Hot Issue dari berbagai televisi tentang pernyataan Bapak presiden mengenai keistimewaan Yogyakarta. Inti pernyataan tersebut adalah menyoal tentang keistimewaan DIY. Saya bukan ahli hukum tatanegara sehingga tidak bisa memberi ulasan tentang hal itu. Namun sebagai rakyat kecil saya melihat ini sebagai sesuatu yang belum (atau tidak) penting dibicarakan saat ini.
Itu adalah contoh kekhususan suatu daerah di Indonesia. Demikian pula DIY. Karena bersifat ‘istimewa’ maka ada ’sedikit’ perbedaan dengan propinsi-propinsi lainnya. Dan hal itu sudah diterima konstitusi kita sedari awal. Seharusnya tidak perlu pemerintah pusat mengotak-atik itu lagi. Serahkan saja perihal DIY kepada masyarakat lokal DIY. Kecuali kalau memang Indonesia mau mereferendum UUD-nya , kususnya pasal yang menerima keistimewaan suatu daerah berdasarkan latarbelakang sejarahnya.Masih banyak masalah ‘urgent’ lain yang harus segera diselesaikan.
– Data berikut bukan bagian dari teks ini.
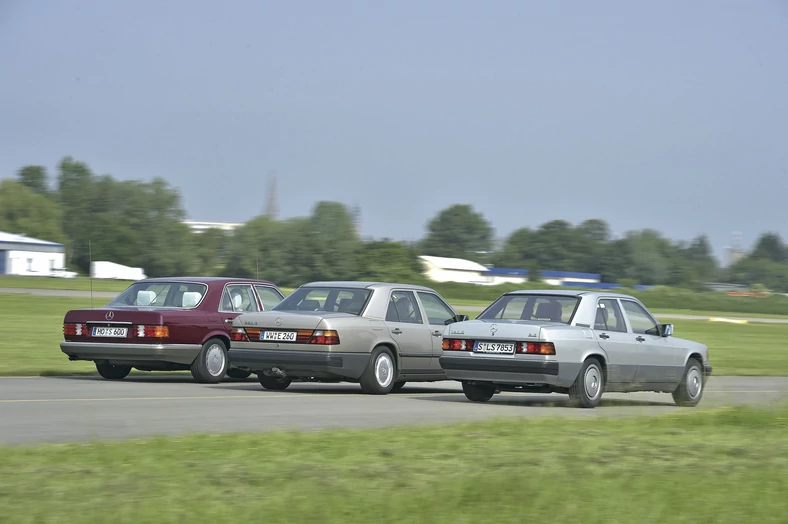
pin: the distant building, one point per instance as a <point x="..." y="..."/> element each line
<point x="199" y="227"/>
<point x="21" y="255"/>
<point x="442" y="269"/>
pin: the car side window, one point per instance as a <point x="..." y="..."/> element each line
<point x="268" y="296"/>
<point x="238" y="298"/>
<point x="403" y="308"/>
<point x="609" y="317"/>
<point x="639" y="318"/>
<point x="437" y="311"/>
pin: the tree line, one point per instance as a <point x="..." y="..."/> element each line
<point x="140" y="224"/>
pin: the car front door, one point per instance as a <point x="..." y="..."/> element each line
<point x="623" y="354"/>
<point x="660" y="363"/>
<point x="236" y="299"/>
<point x="437" y="313"/>
<point x="411" y="334"/>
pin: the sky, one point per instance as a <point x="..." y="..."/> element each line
<point x="671" y="115"/>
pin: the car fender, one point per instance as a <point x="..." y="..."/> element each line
<point x="217" y="333"/>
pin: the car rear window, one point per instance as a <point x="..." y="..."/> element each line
<point x="161" y="295"/>
<point x="543" y="308"/>
<point x="331" y="299"/>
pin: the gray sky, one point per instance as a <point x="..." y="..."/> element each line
<point x="664" y="114"/>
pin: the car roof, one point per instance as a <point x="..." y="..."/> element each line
<point x="204" y="280"/>
<point x="568" y="293"/>
<point x="360" y="284"/>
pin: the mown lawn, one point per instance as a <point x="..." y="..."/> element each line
<point x="31" y="330"/>
<point x="724" y="466"/>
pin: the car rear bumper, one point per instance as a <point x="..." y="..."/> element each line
<point x="300" y="363"/>
<point x="123" y="352"/>
<point x="499" y="370"/>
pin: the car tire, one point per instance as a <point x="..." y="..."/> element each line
<point x="381" y="373"/>
<point x="111" y="372"/>
<point x="210" y="365"/>
<point x="586" y="392"/>
<point x="477" y="392"/>
<point x="690" y="390"/>
<point x="275" y="383"/>
<point x="238" y="373"/>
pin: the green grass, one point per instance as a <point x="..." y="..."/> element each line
<point x="31" y="331"/>
<point x="697" y="466"/>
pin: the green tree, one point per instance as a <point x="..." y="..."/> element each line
<point x="34" y="178"/>
<point x="26" y="212"/>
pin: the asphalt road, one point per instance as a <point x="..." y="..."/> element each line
<point x="110" y="294"/>
<point x="63" y="409"/>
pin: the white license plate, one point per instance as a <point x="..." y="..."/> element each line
<point x="278" y="336"/>
<point x="110" y="332"/>
<point x="502" y="348"/>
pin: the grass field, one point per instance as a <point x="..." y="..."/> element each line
<point x="698" y="466"/>
<point x="31" y="331"/>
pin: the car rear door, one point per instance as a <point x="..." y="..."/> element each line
<point x="437" y="312"/>
<point x="660" y="363"/>
<point x="269" y="296"/>
<point x="236" y="299"/>
<point x="409" y="331"/>
<point x="623" y="354"/>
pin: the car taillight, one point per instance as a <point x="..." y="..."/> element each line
<point x="536" y="348"/>
<point x="454" y="344"/>
<point x="324" y="337"/>
<point x="153" y="331"/>
<point x="238" y="335"/>
<point x="75" y="329"/>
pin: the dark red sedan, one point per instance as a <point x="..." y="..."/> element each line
<point x="167" y="324"/>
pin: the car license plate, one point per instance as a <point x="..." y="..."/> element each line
<point x="278" y="336"/>
<point x="110" y="332"/>
<point x="501" y="348"/>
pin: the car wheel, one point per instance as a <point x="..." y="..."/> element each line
<point x="690" y="391"/>
<point x="275" y="383"/>
<point x="589" y="384"/>
<point x="381" y="372"/>
<point x="477" y="393"/>
<point x="111" y="372"/>
<point x="238" y="373"/>
<point x="211" y="364"/>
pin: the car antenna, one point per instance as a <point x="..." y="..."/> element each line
<point x="90" y="272"/>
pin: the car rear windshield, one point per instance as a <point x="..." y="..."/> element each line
<point x="331" y="299"/>
<point x="161" y="294"/>
<point x="543" y="308"/>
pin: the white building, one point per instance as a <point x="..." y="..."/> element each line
<point x="442" y="269"/>
<point x="199" y="227"/>
<point x="21" y="255"/>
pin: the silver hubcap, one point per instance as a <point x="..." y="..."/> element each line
<point x="694" y="382"/>
<point x="214" y="360"/>
<point x="384" y="368"/>
<point x="593" y="382"/>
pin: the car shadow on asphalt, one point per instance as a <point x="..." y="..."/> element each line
<point x="322" y="389"/>
<point x="542" y="401"/>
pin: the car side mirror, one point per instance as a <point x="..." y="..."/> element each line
<point x="666" y="330"/>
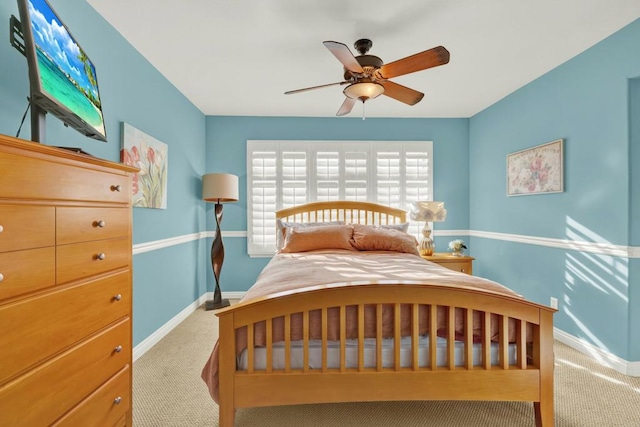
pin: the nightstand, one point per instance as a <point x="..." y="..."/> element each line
<point x="456" y="263"/>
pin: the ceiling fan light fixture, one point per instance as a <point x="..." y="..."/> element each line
<point x="363" y="90"/>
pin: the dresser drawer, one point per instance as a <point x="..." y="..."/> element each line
<point x="38" y="328"/>
<point x="39" y="179"/>
<point x="104" y="407"/>
<point x="74" y="225"/>
<point x="66" y="380"/>
<point x="22" y="272"/>
<point x="85" y="259"/>
<point x="26" y="227"/>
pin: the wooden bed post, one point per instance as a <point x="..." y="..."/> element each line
<point x="544" y="359"/>
<point x="226" y="370"/>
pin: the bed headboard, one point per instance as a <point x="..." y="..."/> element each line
<point x="348" y="211"/>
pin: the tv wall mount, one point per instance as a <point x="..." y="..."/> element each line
<point x="16" y="37"/>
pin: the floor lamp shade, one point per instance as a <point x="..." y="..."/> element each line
<point x="219" y="188"/>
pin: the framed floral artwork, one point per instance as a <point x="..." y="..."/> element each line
<point x="536" y="170"/>
<point x="149" y="186"/>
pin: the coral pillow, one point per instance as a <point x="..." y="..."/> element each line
<point x="283" y="226"/>
<point x="368" y="238"/>
<point x="303" y="239"/>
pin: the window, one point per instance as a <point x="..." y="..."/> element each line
<point x="282" y="174"/>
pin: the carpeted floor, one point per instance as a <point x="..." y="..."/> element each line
<point x="168" y="391"/>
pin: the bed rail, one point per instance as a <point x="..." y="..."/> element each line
<point x="341" y="312"/>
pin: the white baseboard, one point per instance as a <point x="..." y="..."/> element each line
<point x="603" y="357"/>
<point x="160" y="333"/>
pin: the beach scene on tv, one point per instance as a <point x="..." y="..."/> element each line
<point x="66" y="73"/>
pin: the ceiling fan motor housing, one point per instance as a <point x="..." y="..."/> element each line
<point x="368" y="62"/>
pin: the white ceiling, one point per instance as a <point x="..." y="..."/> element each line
<point x="238" y="57"/>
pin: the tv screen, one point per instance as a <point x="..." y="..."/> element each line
<point x="62" y="78"/>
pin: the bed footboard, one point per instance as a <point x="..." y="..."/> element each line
<point x="385" y="341"/>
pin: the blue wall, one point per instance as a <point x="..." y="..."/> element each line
<point x="634" y="213"/>
<point x="132" y="91"/>
<point x="226" y="142"/>
<point x="585" y="102"/>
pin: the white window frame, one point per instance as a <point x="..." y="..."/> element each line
<point x="423" y="188"/>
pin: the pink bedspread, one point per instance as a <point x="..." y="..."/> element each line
<point x="298" y="270"/>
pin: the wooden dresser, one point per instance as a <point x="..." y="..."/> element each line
<point x="65" y="288"/>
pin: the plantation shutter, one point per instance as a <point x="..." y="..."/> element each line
<point x="262" y="197"/>
<point x="288" y="173"/>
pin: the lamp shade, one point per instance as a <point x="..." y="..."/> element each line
<point x="428" y="211"/>
<point x="220" y="187"/>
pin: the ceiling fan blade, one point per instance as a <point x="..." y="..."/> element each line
<point x="401" y="93"/>
<point x="315" y="87"/>
<point x="346" y="106"/>
<point x="418" y="62"/>
<point x="344" y="55"/>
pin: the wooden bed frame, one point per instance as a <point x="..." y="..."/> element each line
<point x="529" y="379"/>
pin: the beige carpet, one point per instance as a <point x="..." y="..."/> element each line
<point x="168" y="391"/>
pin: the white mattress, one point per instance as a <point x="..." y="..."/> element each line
<point x="333" y="354"/>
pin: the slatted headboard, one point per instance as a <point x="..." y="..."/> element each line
<point x="348" y="211"/>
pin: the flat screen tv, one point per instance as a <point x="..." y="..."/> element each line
<point x="62" y="78"/>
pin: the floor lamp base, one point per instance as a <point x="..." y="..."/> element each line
<point x="212" y="305"/>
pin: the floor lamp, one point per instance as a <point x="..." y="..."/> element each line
<point x="219" y="188"/>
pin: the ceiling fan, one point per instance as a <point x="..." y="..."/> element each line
<point x="368" y="77"/>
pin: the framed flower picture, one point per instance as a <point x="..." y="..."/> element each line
<point x="536" y="170"/>
<point x="149" y="186"/>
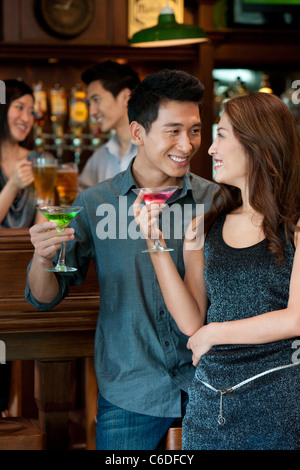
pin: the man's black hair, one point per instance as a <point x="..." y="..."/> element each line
<point x="160" y="87"/>
<point x="113" y="76"/>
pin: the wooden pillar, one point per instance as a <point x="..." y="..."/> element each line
<point x="54" y="392"/>
<point x="202" y="164"/>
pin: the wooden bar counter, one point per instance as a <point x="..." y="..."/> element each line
<point x="53" y="339"/>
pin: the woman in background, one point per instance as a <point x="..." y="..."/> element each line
<point x="240" y="299"/>
<point x="17" y="200"/>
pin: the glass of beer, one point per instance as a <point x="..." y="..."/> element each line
<point x="44" y="171"/>
<point x="67" y="183"/>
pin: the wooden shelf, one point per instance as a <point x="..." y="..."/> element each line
<point x="91" y="53"/>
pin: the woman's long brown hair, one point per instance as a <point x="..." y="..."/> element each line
<point x="267" y="131"/>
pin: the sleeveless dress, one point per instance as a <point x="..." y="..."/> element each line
<point x="245" y="397"/>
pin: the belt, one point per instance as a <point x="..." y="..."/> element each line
<point x="221" y="419"/>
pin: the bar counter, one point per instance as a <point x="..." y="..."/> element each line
<point x="53" y="339"/>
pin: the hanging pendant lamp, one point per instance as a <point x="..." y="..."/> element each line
<point x="168" y="32"/>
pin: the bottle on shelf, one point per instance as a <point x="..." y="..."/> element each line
<point x="59" y="111"/>
<point x="265" y="85"/>
<point x="40" y="113"/>
<point x="78" y="118"/>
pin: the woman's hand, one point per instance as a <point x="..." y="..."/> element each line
<point x="22" y="175"/>
<point x="146" y="218"/>
<point x="47" y="240"/>
<point x="200" y="343"/>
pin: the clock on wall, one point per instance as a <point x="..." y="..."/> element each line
<point x="65" y="18"/>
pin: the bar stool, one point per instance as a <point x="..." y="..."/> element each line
<point x="20" y="434"/>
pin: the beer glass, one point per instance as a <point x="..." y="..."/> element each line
<point x="67" y="183"/>
<point x="44" y="172"/>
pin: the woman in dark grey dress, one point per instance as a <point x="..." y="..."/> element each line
<point x="240" y="300"/>
<point x="17" y="201"/>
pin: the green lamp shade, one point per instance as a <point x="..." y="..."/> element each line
<point x="168" y="33"/>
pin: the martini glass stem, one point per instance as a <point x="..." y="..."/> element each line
<point x="61" y="258"/>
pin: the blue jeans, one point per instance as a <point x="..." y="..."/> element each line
<point x="119" y="429"/>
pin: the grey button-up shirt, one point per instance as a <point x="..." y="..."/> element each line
<point x="141" y="358"/>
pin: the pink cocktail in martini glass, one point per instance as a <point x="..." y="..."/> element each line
<point x="157" y="195"/>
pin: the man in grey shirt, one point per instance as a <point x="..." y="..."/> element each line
<point x="109" y="86"/>
<point x="142" y="364"/>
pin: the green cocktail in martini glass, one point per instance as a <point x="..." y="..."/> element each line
<point x="63" y="216"/>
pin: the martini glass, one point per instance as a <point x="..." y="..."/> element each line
<point x="63" y="216"/>
<point x="157" y="195"/>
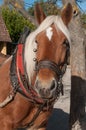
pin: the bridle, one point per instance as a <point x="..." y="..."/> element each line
<point x="58" y="69"/>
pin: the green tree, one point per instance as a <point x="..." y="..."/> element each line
<point x="15" y="23"/>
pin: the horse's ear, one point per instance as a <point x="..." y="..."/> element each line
<point x="66" y="14"/>
<point x="39" y="14"/>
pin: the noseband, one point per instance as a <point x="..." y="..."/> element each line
<point x="52" y="66"/>
<point x="58" y="69"/>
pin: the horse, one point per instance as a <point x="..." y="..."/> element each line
<point x="3" y="58"/>
<point x="30" y="81"/>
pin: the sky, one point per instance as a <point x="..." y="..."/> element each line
<point x="30" y="2"/>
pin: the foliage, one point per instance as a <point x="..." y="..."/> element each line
<point x="49" y="8"/>
<point x="15" y="23"/>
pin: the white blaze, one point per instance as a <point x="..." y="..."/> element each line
<point x="49" y="33"/>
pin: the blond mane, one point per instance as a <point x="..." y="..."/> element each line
<point x="30" y="41"/>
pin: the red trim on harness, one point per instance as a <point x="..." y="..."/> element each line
<point x="20" y="69"/>
<point x="19" y="66"/>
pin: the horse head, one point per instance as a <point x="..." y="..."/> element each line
<point x="46" y="51"/>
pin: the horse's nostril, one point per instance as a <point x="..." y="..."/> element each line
<point x="52" y="85"/>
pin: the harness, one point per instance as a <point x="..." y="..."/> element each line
<point x="19" y="81"/>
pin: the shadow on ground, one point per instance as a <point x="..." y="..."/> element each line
<point x="58" y="120"/>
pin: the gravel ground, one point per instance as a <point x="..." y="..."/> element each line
<point x="60" y="116"/>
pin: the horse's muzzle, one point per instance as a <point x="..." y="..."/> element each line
<point x="46" y="90"/>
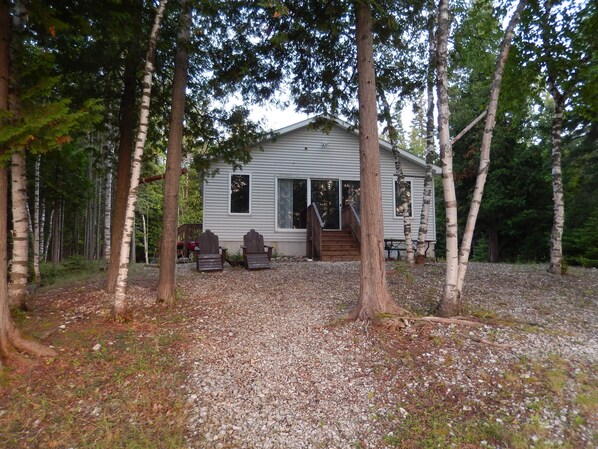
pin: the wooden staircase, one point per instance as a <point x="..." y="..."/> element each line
<point x="339" y="245"/>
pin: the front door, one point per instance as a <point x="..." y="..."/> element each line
<point x="325" y="193"/>
<point x="352" y="194"/>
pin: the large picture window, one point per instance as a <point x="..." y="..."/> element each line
<point x="292" y="203"/>
<point x="240" y="194"/>
<point x="398" y="208"/>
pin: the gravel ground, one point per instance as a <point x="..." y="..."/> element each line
<point x="275" y="367"/>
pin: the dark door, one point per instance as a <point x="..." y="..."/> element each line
<point x="325" y="193"/>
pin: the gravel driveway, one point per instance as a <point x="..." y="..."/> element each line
<point x="275" y="367"/>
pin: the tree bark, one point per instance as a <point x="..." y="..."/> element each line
<point x="167" y="277"/>
<point x="36" y="223"/>
<point x="10" y="338"/>
<point x="556" y="245"/>
<point x="450" y="303"/>
<point x="478" y="192"/>
<point x="558" y="220"/>
<point x="374" y="297"/>
<point x="123" y="265"/>
<point x="420" y="257"/>
<point x="20" y="249"/>
<point x="493" y="248"/>
<point x="125" y="153"/>
<point x="404" y="188"/>
<point x="107" y="205"/>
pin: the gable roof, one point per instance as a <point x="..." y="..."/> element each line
<point x="350" y="128"/>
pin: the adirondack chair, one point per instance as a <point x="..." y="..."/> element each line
<point x="209" y="255"/>
<point x="255" y="254"/>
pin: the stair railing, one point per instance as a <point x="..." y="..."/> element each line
<point x="352" y="221"/>
<point x="315" y="225"/>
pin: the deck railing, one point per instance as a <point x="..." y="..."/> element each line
<point x="315" y="225"/>
<point x="352" y="221"/>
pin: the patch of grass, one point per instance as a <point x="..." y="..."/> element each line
<point x="73" y="269"/>
<point x="125" y="395"/>
<point x="404" y="270"/>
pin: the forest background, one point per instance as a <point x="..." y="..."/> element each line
<point x="79" y="66"/>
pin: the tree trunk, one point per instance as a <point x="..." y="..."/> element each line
<point x="558" y="220"/>
<point x="36" y="223"/>
<point x="556" y="246"/>
<point x="167" y="278"/>
<point x="404" y="188"/>
<point x="123" y="265"/>
<point x="107" y="205"/>
<point x="20" y="248"/>
<point x="478" y="192"/>
<point x="10" y="338"/>
<point x="429" y="176"/>
<point x="374" y="297"/>
<point x="450" y="303"/>
<point x="125" y="153"/>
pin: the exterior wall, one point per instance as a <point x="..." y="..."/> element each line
<point x="302" y="153"/>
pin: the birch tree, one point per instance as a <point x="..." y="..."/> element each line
<point x="403" y="186"/>
<point x="167" y="278"/>
<point x="456" y="261"/>
<point x="11" y="340"/>
<point x="37" y="222"/>
<point x="123" y="265"/>
<point x="429" y="155"/>
<point x="374" y="297"/>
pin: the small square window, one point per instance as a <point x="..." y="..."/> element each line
<point x="398" y="208"/>
<point x="240" y="193"/>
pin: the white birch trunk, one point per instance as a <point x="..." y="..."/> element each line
<point x="36" y="223"/>
<point x="145" y="248"/>
<point x="478" y="192"/>
<point x="404" y="190"/>
<point x="48" y="239"/>
<point x="107" y="206"/>
<point x="450" y="299"/>
<point x="556" y="237"/>
<point x="429" y="176"/>
<point x="123" y="265"/>
<point x="20" y="251"/>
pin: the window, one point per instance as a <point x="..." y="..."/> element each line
<point x="240" y="194"/>
<point x="398" y="208"/>
<point x="292" y="203"/>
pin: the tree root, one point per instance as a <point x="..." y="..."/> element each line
<point x="12" y="344"/>
<point x="460" y="321"/>
<point x="488" y="342"/>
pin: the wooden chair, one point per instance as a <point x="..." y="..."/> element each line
<point x="256" y="255"/>
<point x="209" y="255"/>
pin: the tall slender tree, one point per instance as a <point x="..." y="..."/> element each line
<point x="11" y="340"/>
<point x="429" y="154"/>
<point x="120" y="307"/>
<point x="167" y="278"/>
<point x="456" y="261"/>
<point x="374" y="297"/>
<point x="126" y="132"/>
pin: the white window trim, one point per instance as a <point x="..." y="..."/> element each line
<point x="289" y="230"/>
<point x="394" y="197"/>
<point x="230" y="175"/>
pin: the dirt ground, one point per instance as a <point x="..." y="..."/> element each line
<point x="264" y="360"/>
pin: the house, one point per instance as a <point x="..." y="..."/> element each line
<point x="300" y="166"/>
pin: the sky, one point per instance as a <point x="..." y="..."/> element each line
<point x="274" y="118"/>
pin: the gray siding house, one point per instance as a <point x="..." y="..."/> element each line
<point x="299" y="166"/>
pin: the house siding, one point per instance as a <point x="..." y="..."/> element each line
<point x="301" y="154"/>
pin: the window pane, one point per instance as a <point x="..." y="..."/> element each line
<point x="352" y="195"/>
<point x="239" y="194"/>
<point x="399" y="200"/>
<point x="292" y="203"/>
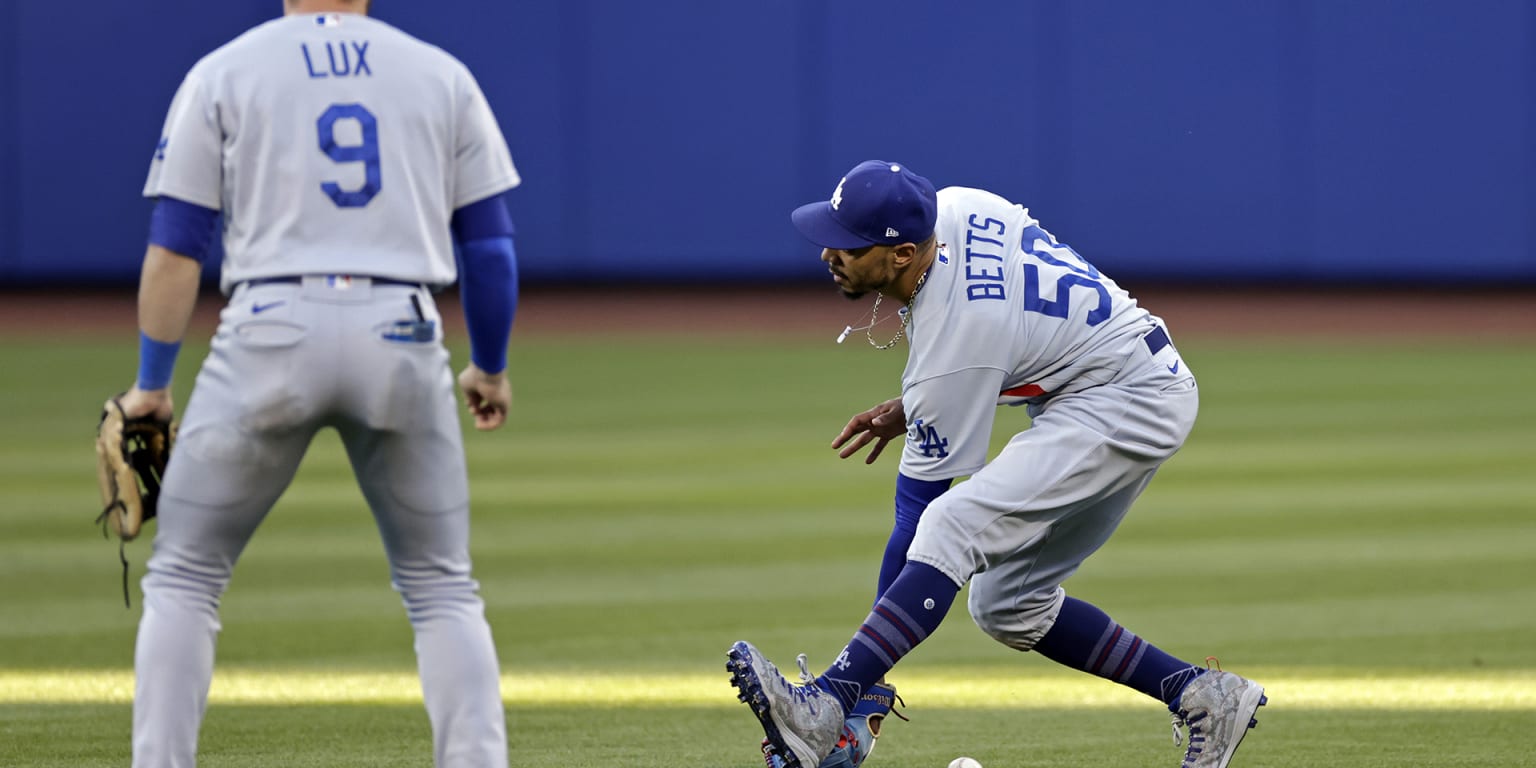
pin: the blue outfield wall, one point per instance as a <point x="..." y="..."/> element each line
<point x="1218" y="140"/>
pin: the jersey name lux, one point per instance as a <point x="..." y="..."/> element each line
<point x="346" y="59"/>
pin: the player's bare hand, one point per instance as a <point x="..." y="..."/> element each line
<point x="877" y="424"/>
<point x="146" y="403"/>
<point x="487" y="395"/>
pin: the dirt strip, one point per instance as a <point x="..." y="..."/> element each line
<point x="802" y="311"/>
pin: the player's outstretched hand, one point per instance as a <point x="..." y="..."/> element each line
<point x="877" y="424"/>
<point x="139" y="403"/>
<point x="487" y="395"/>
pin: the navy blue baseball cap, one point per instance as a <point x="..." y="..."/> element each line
<point x="876" y="203"/>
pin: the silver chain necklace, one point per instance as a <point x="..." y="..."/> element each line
<point x="907" y="315"/>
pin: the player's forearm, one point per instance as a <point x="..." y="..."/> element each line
<point x="168" y="289"/>
<point x="489" y="291"/>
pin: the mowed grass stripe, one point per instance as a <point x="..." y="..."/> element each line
<point x="934" y="688"/>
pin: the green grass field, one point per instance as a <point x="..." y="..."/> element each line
<point x="1355" y="526"/>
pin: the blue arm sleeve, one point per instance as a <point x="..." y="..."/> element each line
<point x="183" y="228"/>
<point x="487" y="280"/>
<point x="911" y="498"/>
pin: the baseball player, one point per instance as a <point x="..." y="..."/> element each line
<point x="347" y="160"/>
<point x="997" y="312"/>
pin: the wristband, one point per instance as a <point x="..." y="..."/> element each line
<point x="157" y="361"/>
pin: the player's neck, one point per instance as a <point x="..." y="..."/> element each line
<point x="910" y="281"/>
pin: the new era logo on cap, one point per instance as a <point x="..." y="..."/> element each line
<point x="876" y="203"/>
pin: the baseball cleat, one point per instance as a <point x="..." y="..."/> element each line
<point x="1217" y="708"/>
<point x="860" y="728"/>
<point x="802" y="722"/>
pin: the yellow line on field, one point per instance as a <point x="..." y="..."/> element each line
<point x="960" y="688"/>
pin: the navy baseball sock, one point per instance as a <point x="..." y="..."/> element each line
<point x="905" y="616"/>
<point x="1085" y="638"/>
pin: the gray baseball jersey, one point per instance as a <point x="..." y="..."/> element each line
<point x="307" y="120"/>
<point x="1009" y="315"/>
<point x="337" y="148"/>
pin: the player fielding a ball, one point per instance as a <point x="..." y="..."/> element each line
<point x="347" y="158"/>
<point x="997" y="312"/>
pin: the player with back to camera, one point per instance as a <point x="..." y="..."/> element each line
<point x="347" y="158"/>
<point x="997" y="312"/>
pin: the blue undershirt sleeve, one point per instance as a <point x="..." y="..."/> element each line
<point x="911" y="498"/>
<point x="487" y="280"/>
<point x="183" y="228"/>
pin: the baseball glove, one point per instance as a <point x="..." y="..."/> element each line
<point x="131" y="458"/>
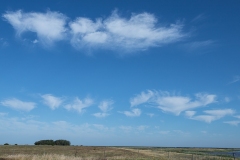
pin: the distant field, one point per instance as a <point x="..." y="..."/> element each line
<point x="29" y="152"/>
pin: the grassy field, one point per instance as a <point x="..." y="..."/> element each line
<point x="28" y="152"/>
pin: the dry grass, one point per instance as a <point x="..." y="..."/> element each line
<point x="109" y="153"/>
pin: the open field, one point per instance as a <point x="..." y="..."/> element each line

Century, mafia hukum, mafia pajak, peristiwa ‘nglencernya’ Gayus si manusia super ,dan seabrek masalah lainnya. Pemberantasan korupsi yang sedari awal menjadi jargon, misalnya. Atau jangan-jangan pelemparan atas isu DIY sengaja dilakukan hanya untuk pengalihan isu ‘carut-marutnya hukum’ yang sedang berkembang ?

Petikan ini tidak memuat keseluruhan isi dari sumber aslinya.